I knew I was in the right place. My soul was full, present. I whispered in my mind, as a prayer, "Thank You."
I noticed that one of the climbers, Thomas, always had a classic green Stanley Vacuum Bottle sitting in front of him on the ranch. He'd open it, pour steaming coffee into the lid, and he'd just sit and wait for the next conversation to just happen. Something struck me deeply about that. He was really, really good at being present. He would listen like I had never noticed anyone listen to other people. He wasn't thinking about what he was going to say next while another person was speaking to him. And when they finished, he would think, like really think about what he was going to say. And when he didn't know, he would tell you he didn't know. He carried a peace about him that I hadn't ever seen in another person. For some reason, I noticed that Stanley Vacuum Bottle everywhere for those 12 days. In my head, it became an emblem for being present in a current moment.
Every night we would all have dinner together and talk around a fire. One of those nights around that fire, Thomas asked me to share with everyone what I was going through, that I was sick. There was a distinct silence and quiet tears. Afterward, everyone stood around me. People spoke kind words to me, and some prayed. Chris, the owner of the ranch, who is in his 70's, belted out a Welsh hymn into the sky.

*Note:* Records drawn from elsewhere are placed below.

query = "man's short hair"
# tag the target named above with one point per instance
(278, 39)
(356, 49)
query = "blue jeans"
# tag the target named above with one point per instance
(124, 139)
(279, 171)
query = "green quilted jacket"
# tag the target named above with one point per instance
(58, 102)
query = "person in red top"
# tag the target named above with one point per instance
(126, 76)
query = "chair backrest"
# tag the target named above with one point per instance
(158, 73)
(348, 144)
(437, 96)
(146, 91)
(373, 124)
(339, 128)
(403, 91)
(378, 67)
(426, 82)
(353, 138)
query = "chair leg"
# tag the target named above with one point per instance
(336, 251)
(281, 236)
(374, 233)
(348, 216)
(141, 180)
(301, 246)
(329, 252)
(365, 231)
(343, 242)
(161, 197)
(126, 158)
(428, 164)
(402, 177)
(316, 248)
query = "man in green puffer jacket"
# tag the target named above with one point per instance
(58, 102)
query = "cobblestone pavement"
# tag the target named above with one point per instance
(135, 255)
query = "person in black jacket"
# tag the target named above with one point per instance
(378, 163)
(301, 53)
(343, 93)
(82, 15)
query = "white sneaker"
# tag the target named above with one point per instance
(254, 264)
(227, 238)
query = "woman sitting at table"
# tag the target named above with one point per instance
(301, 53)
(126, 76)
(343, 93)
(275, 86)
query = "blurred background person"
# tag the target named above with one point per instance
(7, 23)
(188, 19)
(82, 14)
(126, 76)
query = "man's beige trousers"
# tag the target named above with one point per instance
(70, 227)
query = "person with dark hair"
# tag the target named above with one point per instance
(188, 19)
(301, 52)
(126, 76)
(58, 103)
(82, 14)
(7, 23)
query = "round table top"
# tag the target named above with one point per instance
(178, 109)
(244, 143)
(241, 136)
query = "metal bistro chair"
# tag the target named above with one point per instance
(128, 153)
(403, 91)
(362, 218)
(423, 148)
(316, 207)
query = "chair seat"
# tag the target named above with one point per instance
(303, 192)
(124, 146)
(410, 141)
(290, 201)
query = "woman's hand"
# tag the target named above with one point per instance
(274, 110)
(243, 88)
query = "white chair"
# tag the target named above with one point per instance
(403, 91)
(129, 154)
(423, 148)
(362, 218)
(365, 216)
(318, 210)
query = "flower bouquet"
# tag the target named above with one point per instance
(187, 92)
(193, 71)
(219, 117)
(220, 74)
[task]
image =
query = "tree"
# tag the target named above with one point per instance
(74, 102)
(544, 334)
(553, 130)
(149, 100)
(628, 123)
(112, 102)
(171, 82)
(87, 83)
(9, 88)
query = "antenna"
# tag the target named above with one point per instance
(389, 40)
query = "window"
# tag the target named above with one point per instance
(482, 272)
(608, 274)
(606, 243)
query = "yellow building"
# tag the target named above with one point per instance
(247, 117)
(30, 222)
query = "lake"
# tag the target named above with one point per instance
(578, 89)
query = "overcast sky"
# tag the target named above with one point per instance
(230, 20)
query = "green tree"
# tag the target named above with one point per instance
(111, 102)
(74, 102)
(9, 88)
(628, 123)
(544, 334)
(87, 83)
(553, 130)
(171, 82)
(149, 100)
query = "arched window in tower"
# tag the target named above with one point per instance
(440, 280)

My eyes were closed, my skin chilled and something shifted in the air.
I came home, and I felt compelled to email Stanley and tell them some of the story. I told them that I had incredible experiences outside in my life and that I wanted to be a part of a team that got people as psyched as I was. A few weeks later they brought me on as a Brand Ambassador.
We returned home on a Friday, and my chemotherapy was to begin on the following Monday. I told the doctor I felt that something had changed and wanted another scan before we began. I postponed treatment for a week, against their advice and had new scans taken. During an editing session at my co-working space in Atlanta, my doctor called me. I stepped outside to take his call, trembling with nerves. My tumor markers plummeted. The cancer vanished. I fell to my knees on the sidewalk in the Old Fourth Ward of Atlanta.
That year, Thomas became my mentor on and off the wall and climbing took over a massive part of my life. Its taken me all over the world, (and even all around the Southeast. Turns out there's tons of climbing and a phenomenal community of climbers down here!). Thomas taught me that although having a life so engulfed in being outside has potential to be incredibly self-serving, that it didn't have to be. He taught me that by having shared experiences of joy outside, that you can serve other people, and serve the greater good of preserving these places that mean so much to us.